HubSpot / offline

Automatically display online/offline indication to your users
http://github.hubspot.com/offline/docs/welcome
MIT License
8.67k stars 849 forks source link

Offline.js not working with async #266

Open Gekk3 opened 6 years ago

Gekk3 commented 6 years ago

Yeah, the project isn't actively maintained. but may be I will help to someone newbile like me to solve the problem. if you load your js asynchronously, this code will not work, as in most cases the init() function will never fire.

just change the code

, "complete" === document.readyState ? init() : null != document.addEventListener ? document.addEventListener("DOMContentLoaded", init, !1) :(_onreadystatechange = document.onreadystatechange, document.onreadystatechange = function() { return "complete" === document.readyState && init(), "function" == typeof _onreadystatechange ? _onreadystatechange.apply(null, arguments) :void 0; });

with:

, "complete" === document.readyState ? init() : interval = setInterval(function() { if(document.readyState === 'complete') { clearInterval(interval); init() } }, 100);

Yes its 2018, and years we still looking to figure out if the document has completed loading...

FranDias commented 6 years ago

Yeah, the project isn't actively maintained.

True, but we are open to anyone who might want to show the project some love.

pldilley commented 6 years ago

Saw this issue whilst checking out another issue.

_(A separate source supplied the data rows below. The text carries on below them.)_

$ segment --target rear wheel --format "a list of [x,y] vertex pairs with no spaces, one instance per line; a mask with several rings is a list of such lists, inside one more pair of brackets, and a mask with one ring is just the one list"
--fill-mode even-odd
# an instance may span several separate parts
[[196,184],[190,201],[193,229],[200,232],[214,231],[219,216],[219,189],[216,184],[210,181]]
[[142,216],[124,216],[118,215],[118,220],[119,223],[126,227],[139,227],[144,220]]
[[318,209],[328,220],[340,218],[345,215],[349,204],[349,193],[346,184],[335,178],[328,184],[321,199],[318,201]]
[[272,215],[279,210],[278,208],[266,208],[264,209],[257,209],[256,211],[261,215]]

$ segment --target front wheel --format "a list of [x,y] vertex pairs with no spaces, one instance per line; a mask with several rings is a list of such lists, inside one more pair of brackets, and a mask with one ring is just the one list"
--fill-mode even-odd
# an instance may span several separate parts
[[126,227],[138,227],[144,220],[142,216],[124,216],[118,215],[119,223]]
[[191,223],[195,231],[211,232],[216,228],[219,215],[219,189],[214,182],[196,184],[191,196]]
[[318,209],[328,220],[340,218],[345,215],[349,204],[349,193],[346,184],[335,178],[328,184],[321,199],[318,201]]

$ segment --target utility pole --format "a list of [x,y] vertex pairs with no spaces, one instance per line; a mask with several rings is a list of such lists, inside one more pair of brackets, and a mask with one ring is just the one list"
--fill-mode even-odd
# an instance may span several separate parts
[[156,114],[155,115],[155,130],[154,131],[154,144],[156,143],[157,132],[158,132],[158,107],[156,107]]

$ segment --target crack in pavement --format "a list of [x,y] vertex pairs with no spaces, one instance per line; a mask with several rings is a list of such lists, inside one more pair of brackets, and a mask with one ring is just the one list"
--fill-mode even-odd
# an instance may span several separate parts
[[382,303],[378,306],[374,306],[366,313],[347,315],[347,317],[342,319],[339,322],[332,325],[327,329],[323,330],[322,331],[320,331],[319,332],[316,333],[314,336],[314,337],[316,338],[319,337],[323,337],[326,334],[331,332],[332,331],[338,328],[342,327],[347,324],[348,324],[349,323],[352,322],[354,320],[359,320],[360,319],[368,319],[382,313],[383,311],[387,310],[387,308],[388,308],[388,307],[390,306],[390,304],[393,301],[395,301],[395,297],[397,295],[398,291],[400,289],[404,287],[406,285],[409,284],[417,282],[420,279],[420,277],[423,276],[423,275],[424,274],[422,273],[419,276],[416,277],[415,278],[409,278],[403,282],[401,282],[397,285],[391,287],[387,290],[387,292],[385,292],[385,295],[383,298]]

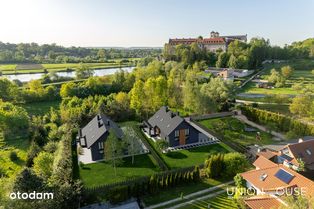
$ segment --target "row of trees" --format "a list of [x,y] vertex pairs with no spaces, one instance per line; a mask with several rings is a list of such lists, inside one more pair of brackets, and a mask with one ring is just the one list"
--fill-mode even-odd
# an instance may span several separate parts
[[159,48],[84,48],[56,44],[0,42],[0,63],[79,63],[106,62],[116,58],[159,56]]

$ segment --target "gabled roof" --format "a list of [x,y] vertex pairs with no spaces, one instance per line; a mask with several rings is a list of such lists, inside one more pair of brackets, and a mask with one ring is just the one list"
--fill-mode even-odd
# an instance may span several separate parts
[[295,144],[288,144],[285,148],[289,149],[289,152],[295,159],[301,158],[305,164],[314,163],[314,138]]
[[96,115],[84,128],[80,130],[80,140],[86,139],[86,146],[90,148],[106,132],[113,130],[118,138],[123,137],[121,128],[104,114]]
[[[283,171],[293,177],[285,182],[276,176],[279,171]],[[276,191],[278,188],[303,187],[306,192],[313,194],[313,181],[281,164],[259,170],[247,171],[242,173],[241,176],[260,190]]]
[[257,160],[254,161],[253,165],[255,167],[258,167],[259,169],[271,168],[271,167],[277,166],[276,163],[273,163],[272,161],[268,160],[264,156],[259,156]]
[[251,209],[277,209],[281,206],[278,198],[269,195],[257,195],[244,200]]
[[258,152],[256,155],[258,155],[258,156],[263,156],[263,157],[265,157],[265,158],[267,158],[267,159],[270,159],[270,158],[276,156],[277,153],[272,152],[272,151],[266,149],[265,151]]
[[148,123],[151,127],[157,126],[160,131],[168,136],[184,119],[178,114],[173,113],[166,106],[162,106],[150,119]]

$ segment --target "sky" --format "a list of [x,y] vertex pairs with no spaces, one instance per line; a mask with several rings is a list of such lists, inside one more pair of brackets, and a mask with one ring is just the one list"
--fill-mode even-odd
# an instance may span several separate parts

Can I propose this instead...

Here is the original code:

if (document.readyState === 'complete') {
    init();
  } else if (document.addEventListener != null) {
    document.addEventListener('DOMContentLoaded', init, false);
  } else {
    _onreadystatechange = document.onreadystatechange;
    document.onreadystatechange = function() {
      if (document.readyState === 'complete') {
        init();
      }
      return typeof _onreadystatechange === "function" ? _onreadystatechange.apply(null, arguments) : void 0;
    };
}

Here's what I'd do, since onreadystatechange seems to be very well supported: Bring the above third else branch up, to make it the default "not loaded yet" choice, then forget document.addEventListener and then make the polling the new else choice):

if (document.readyState === 'complete') {
    init();
  } else if ('readyState' in document) {
    _onreadystatechange = document.onreadystatechange;
    document.onreadystatechange = function() {
      if (document.readyState === 'complete') {
        init();
      }
      return typeof _onreadystatechange === "function" ? _onreadystatechange.apply(null, arguments) : void 0;
  } else {
    var interval = setInterval(function() {
        if (document.readyState === 'complete') {
            clearInterval(interval);
            init();
         } 
     }, 100);
  }

P.S. Pretty sure I missed a bracket somewhere

pldilley commented 6 years ago

P.S.S. If it sounds good to you guys, I can submit a pull req. if you like.

Gekk3 commented 6 years ago

I tested the code, seems that it works pretty well. I actually I did not manage to reach the interval (or create a situation that it executed) Possible that in the original code the "document.addEventListener" made the problems, if the page already loaded. Which makes me a little doubt about the need for 'interval' in such case.